L’ancien responsable du dossier Publisac au sein de l’administration Plante estime que celle-ci a « trahi » les journaux locaux en refusant de les appuyer de façon plus substantielle au moment de limiter la distribution du sac de circulaires.

Ce qu’il faut savoir

L’ex-élu responsable du règlement sur le Publisac au sein de l’administration Plante jusqu’en 2021 estime que ses ex-collègues ont trahi les médias locaux.

Jean-François Parenteau travaillait à limiter de façon draconienne la distribution du sac de circulaires en pensant que les journaux distribués par ce véhicule recevraient une aide substantielle.

L’administration Plante affirme avoir fait ce qu’elle devait pour soutenir l’industrie.

Jean-François Parenteau, qui a siégé au comité exécutif pendant le premier mandat de Valérie Plante, a fait valoir en entrevue avec La Presse qu’un soutien financier de transition avait été promis aux journaux locaux, sans se concrétiser. Le Publisac, dont la distribution automatique est interdite depuis mai, constituait pour eux un réseau de diffusion à très faible coût.

Les journaux locaux se sont « fait passer un sapin, a-t-il tranché. Je trouve ça odieux, personnellement. […] Je ne trouve pas ça correct ».

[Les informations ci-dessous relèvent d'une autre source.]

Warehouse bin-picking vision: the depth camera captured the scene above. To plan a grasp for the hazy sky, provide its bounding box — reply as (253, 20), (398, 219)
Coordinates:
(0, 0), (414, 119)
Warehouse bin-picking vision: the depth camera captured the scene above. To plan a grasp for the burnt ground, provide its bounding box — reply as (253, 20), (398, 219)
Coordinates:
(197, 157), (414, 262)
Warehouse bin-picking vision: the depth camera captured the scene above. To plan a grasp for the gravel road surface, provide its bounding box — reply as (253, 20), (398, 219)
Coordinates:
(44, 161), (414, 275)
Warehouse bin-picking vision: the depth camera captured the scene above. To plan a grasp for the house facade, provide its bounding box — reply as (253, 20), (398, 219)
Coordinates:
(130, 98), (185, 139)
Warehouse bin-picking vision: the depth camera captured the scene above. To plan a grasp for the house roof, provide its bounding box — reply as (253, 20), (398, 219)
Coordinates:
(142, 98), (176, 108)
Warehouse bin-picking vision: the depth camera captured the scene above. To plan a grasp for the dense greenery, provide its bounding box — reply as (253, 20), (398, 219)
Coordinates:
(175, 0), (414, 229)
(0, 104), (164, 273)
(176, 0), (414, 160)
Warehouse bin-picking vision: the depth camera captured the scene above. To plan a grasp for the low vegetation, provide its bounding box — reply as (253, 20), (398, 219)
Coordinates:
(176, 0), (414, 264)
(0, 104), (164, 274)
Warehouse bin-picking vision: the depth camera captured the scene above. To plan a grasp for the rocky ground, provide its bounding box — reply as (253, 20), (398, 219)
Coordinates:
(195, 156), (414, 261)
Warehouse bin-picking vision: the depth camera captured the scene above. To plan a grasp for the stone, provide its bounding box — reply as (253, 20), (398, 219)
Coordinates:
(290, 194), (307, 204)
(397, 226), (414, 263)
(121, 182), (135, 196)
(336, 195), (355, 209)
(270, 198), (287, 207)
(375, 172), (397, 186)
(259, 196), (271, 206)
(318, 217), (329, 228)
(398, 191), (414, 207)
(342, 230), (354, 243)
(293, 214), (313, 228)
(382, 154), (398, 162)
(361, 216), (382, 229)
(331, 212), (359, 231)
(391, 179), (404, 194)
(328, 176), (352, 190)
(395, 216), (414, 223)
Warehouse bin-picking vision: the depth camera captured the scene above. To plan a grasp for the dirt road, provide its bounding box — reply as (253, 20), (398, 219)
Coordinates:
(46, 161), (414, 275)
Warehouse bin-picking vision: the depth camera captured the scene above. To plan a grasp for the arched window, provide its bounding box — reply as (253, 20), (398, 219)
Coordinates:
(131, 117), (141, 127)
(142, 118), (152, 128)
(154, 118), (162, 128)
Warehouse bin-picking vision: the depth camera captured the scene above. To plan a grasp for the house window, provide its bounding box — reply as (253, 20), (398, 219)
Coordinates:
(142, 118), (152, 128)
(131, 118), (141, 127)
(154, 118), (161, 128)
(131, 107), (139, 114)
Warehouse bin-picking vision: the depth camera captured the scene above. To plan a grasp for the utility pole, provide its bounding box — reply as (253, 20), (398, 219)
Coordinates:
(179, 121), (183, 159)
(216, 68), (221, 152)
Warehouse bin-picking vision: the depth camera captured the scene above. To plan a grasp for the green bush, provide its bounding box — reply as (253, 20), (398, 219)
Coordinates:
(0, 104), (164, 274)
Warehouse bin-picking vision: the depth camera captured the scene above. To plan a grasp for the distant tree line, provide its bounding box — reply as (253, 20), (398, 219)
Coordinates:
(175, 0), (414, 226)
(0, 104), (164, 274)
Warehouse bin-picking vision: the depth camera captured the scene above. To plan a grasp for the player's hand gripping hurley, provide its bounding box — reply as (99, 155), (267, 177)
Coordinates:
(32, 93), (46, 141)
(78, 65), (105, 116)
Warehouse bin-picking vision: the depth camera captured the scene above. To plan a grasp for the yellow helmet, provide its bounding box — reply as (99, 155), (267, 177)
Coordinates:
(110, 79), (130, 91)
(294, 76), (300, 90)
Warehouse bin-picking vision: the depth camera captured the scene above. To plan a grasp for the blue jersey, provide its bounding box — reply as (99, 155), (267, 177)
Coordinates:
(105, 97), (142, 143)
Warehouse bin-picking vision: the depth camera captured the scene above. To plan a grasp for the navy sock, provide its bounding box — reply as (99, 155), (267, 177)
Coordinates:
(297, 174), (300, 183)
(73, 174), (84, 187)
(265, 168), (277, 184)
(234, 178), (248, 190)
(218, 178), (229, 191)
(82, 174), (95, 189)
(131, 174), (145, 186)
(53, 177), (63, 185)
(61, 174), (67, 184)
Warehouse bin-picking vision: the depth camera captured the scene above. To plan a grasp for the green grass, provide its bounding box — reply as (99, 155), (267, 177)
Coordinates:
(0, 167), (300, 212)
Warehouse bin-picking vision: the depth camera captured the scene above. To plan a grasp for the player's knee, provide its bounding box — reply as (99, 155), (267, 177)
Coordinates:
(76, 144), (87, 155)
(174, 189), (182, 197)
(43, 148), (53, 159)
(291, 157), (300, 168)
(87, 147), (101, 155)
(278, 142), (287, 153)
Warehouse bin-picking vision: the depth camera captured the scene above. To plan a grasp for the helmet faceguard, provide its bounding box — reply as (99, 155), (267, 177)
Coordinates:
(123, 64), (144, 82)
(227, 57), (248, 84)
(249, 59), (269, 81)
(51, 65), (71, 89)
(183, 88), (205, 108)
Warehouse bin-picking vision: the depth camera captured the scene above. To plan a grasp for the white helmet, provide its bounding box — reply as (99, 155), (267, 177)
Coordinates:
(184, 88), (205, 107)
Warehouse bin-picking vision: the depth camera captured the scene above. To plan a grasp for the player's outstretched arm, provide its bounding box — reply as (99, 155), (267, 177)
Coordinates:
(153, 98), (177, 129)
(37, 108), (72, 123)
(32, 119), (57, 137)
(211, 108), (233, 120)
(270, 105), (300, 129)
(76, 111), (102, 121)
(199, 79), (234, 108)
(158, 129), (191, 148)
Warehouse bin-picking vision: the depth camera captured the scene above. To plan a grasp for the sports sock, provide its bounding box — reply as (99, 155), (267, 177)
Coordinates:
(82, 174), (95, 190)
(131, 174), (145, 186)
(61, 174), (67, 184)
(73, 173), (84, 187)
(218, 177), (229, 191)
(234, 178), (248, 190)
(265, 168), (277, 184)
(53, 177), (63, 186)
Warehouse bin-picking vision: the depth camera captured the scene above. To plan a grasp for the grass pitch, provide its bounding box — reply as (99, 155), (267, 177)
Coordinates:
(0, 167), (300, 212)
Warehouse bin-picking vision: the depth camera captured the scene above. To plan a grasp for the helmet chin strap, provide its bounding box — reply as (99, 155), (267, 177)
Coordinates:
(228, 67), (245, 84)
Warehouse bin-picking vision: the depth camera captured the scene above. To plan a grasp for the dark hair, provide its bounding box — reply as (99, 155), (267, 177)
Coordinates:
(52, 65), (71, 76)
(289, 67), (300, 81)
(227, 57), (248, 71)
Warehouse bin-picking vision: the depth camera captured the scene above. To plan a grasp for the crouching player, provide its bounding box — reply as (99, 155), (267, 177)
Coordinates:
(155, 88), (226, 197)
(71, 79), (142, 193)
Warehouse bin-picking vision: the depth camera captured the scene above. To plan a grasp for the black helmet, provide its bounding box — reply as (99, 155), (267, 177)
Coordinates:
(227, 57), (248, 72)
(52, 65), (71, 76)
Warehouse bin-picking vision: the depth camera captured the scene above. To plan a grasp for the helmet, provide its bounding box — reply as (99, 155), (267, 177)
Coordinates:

PHOTO OLIVIER JEAN, ARCHIVES LA PRESSE

Jean-François Parenteau, ex-élu montréalais

L’administration Plante assure avoir respecté ses engagements, soulignant notamment avoir versé 2 millions aux journaux locaux l’automne dernier. « On a fait notre part », a dit Luc Rabouin, responsable du développement économique.

« Des promesses infinies »

Lors de la préparation du règlement sur le Publisac, en 2020-2021, « il y avait des garanties qui faisaient en sorte qu’ils pourraient passer à travers le virage sans écoper pour la perte de distribution », a dit M. Parenteau, ex-maire de l’arrondissement de Verdun et responsable de l’environnement au comité exécutif. « Je le sais, j’étais responsable du dossier à l’époque. »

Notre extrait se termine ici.